Dat moet dan wel tijdens schooltijden. Jongeren hebben het druk en geven aan nauwelijks tijd te hebben ‘om met hun maten te chillen’. Ze zitten lang op school, moeten na school sporten, vervolgens huiswerk maken en dan is de dag al weer voorbij. Er klinkt ook kritiek op de leraren. “Soms hebben we wel zes toetsen per week en dan is het niet eens proefwerkweek. Ze stemmen het huiswerk en de toetsen niet goed op elkaar af. En dan krijgen wij alles in één keer.”
Er zijn veel onderwerpen waar jongeren over mee willen denken. Van sport en onderwijs tot dakloosheid en discriminatie. Vooral ‘school’ wordt vaak als thema genoemd, zeker in combinatie met de coronamaatregelen. Over de maatregelen die nodig zijn, zijn ze verdeeld. De ene vindt dat veel meer maatregelen nodig zijn. De andere vindt het zo wel prima. Enkele opmerkingen springen eruit. “Ik vind het gek dat iedereen 1,5 meter afstand moet houden en dat wij hier in de klas zo naast elkaar moeten zitten.” Iemand anders meldt: “Leraren hebben een eigen bel. Als die gaat, kunnen zij naar een andere klas lopen. Sommige leraren gebruiken dat moment daar niet voor en gaan lopen terwijl wij van klas naar klas gaan. Als wij ons aan de afspraken moeten houden, moeten zij dat ook doen.”

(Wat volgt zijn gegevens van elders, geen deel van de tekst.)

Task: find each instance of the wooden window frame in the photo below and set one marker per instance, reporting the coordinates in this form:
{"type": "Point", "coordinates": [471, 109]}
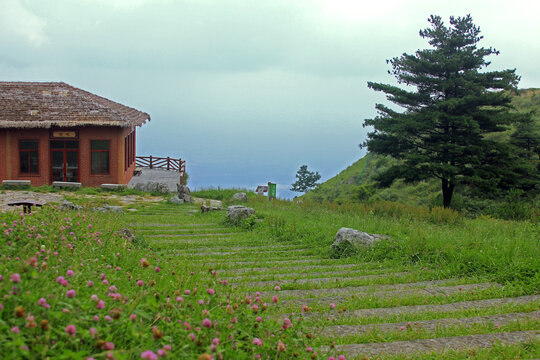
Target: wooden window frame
{"type": "Point", "coordinates": [92, 151]}
{"type": "Point", "coordinates": [28, 151]}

De impact van corona op de jongeren is groot. Ze zien hun familie minder, hebben een tijd lang minder gesport en een deel is ook wat eenzamer. De digitale lessen vonden zij maar niets. Dat werkte niet. “Het allerbelangrijkste voor ons is dat de scholen open blijven, zodat we normaal onze lessen kunnen volgen.” Op 13 oktober is er een nieuwe persconferentie van onze minister-president en de minister van VWS. Dan zullen we horen of de scholen inderdaad open kunnen blijven.